1月か2月に代官山のmilkfedで購入して、以来 何故か一度も箱から出さないで放置していた パステルピンクのエナメルのハイヒールのことを、朝 ふと思い出したので、はじめて箱から出して会社に履いていった。帰る頃、やっぱり足が死ぬほど痛い。ハイヒールのほっそりしたトウが わたしの幅広の足指のホネをギュウギュウに圧迫して、もう、気が狂いそうなほど痛い。あたらしいヒールをおろしたとき、わたしはきまって同じような日記を書いてる!足が痛い 足が痛い 足が痛い 足が激痛 もう痛いなんてものじゃない、まるで砂利の上を裸足で歩いているかのよう。通勤の帰路、わたしはイヤホンを耳に嵌めて電車の窓の外をツンとして見つめている。わたしは表情には微塵も出さないでいるけど(気取っているわけではなくて、そんな素振りを見せてもぜったいにどうにもならないから)、ほんとうは音楽なんてひとつも聴こえないし、車窓の景色も眼に入らない。痛い、痛い痛い痛い ただ靴に包まれた足が、焼けるように痛むだけ。

夕食作りの為に スーパーマーケットに寄って帰ろうと思っていたけど、とてもじゃないけど考えられない。この足でスーパーの中をうろつき回り、重たいビニール袋を提げて帰るなんて。駅前のスーパーに また戻ってくる徒労を心底憎みながら、とりあえず素通りして家に向かう。大通りを曲がり、わたしの薄汚いマンションが建っている最後の路地に着いたところで、もう裸足になって靴を持って帰ろうか、とさえ考えたけれど、それでもさいごの理性を振り絞って玄関の前まで歩いてきた。バッグから、鍵を出す数秒や、鍵を鍵穴にさして回す その数秒間でさえ、激痛は存在を主張し続け、狂いそうなほど痛い。玄関に入って、バッグを床に棄てて汗ばんだハイヒールを片方ずつ脱ぎすてたら、途端に足の地獄が消滅して、かと言って天国でもない、ただの無痛状態になった。気が抜ける。左側のくるぶしの内側が、靴で擦り切れて見事に皮膚が剥けてひりひりとした。血は出ていない。可愛いけど人騒がせな靴。人騒がせどころか、充分 殺傷能力がある。

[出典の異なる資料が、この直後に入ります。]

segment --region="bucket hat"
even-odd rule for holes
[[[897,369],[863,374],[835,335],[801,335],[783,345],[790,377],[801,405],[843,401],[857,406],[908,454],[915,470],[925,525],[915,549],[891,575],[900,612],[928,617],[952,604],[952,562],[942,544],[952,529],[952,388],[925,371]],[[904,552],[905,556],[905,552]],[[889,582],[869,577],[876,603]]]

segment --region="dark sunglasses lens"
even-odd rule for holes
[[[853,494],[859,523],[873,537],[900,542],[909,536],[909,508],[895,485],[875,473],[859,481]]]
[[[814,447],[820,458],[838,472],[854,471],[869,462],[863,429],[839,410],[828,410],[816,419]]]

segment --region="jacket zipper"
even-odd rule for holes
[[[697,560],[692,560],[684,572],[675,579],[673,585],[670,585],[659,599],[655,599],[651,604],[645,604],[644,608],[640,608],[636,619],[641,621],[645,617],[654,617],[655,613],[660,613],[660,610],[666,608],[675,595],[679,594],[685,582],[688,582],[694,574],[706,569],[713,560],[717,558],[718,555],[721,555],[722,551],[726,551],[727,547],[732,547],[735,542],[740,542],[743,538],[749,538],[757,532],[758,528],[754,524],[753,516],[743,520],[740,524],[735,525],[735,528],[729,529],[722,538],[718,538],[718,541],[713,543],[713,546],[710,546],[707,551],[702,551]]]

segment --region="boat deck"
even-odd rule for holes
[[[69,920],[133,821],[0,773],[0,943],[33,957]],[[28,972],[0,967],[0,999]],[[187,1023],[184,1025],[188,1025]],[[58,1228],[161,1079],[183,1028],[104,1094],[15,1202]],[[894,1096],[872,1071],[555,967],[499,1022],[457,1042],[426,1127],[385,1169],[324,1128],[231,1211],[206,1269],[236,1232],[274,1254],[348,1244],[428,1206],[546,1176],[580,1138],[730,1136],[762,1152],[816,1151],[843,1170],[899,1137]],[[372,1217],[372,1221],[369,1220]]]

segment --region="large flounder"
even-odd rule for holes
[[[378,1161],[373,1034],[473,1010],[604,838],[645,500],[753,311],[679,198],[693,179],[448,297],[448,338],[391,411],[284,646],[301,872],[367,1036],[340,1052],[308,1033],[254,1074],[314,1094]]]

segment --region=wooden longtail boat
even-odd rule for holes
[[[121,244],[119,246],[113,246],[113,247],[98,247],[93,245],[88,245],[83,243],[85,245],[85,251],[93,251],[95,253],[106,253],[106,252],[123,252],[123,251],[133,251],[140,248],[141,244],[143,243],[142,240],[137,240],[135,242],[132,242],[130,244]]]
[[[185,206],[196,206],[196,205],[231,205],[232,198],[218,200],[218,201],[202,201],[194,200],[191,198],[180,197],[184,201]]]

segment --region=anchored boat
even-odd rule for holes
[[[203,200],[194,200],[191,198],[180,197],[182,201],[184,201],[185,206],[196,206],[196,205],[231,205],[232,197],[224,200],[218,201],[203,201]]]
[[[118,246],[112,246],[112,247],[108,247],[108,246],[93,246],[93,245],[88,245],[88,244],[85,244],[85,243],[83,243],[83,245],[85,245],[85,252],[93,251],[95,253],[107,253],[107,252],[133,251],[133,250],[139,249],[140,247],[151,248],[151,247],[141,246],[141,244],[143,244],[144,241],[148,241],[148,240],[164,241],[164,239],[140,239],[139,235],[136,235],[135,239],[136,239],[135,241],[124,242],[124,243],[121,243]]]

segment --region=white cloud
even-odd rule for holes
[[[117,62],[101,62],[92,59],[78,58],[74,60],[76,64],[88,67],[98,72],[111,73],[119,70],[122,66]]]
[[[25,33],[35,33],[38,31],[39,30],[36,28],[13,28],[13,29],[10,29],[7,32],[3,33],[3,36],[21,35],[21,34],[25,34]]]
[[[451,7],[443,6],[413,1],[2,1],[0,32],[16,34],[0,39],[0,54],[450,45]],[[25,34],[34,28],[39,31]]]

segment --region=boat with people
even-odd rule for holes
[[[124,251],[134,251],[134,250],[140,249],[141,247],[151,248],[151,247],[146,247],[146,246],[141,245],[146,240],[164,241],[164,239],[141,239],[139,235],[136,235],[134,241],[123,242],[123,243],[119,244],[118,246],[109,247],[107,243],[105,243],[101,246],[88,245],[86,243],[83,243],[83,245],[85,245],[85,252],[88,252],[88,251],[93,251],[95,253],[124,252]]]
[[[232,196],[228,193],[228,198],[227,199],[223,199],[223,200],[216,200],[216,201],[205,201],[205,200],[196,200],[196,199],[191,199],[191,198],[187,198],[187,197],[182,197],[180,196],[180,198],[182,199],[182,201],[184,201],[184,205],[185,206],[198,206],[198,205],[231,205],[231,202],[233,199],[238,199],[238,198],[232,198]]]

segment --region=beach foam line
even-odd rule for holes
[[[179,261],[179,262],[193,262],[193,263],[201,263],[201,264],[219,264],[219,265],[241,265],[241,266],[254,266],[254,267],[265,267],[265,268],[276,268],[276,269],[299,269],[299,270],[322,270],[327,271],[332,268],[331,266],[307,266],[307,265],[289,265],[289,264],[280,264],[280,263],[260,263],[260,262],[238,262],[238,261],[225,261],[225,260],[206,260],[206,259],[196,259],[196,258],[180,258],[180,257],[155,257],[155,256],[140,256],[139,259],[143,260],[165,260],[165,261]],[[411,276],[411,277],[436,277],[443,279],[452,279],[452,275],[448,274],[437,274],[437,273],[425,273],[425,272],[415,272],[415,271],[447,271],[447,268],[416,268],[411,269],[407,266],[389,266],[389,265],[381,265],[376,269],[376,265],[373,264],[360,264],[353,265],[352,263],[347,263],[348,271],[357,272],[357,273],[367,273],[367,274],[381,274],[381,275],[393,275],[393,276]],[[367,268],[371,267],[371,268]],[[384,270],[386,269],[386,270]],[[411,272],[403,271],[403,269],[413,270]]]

靴を脱ぎ捨てたらげんきになったので、履きなれたサンダルを履いて、さっき通り過ぎたスーパーに戻ってお買い物。ブタニクとヤサイとタマゴとクロワッサン。わたしは毎日決まったものを買って、決まったものを食べていたい。家はレストランではないし、わたしはシェフじゃないから。決まったものを買って、決まったものを食べて、そのあと少し休息をして、さらに余る時間があれば、ということ。生活に創意工夫は不要で、単に生活の時間を短縮すべきだ、わたしたちの場合は。

郵便受けに、宅配もやっているカレーチェーンのメニュー表が入っていたので、WRと まるみちゃんと ねこんこと ねんねこで、外食にいったつもりで メニューを選んで遊ぶ。まるみちゃんは「うずらたまごフライカレー」、ねんねこちゃんは「お子さまカレー」などなど。そしてWRは今夜も勉強に励む。わたしはベッドにうつ伏せになって、講談社文芸文庫の「ゴットハルト鉄道」を読む。自分は やはりドイツ的な小説が好きだと思う。迂闊な現代小説きらい。アメリカきらい。


今の夢は、会社をやめること。会社をやめて 働きまくって 自由と豊かさを手に入れたい。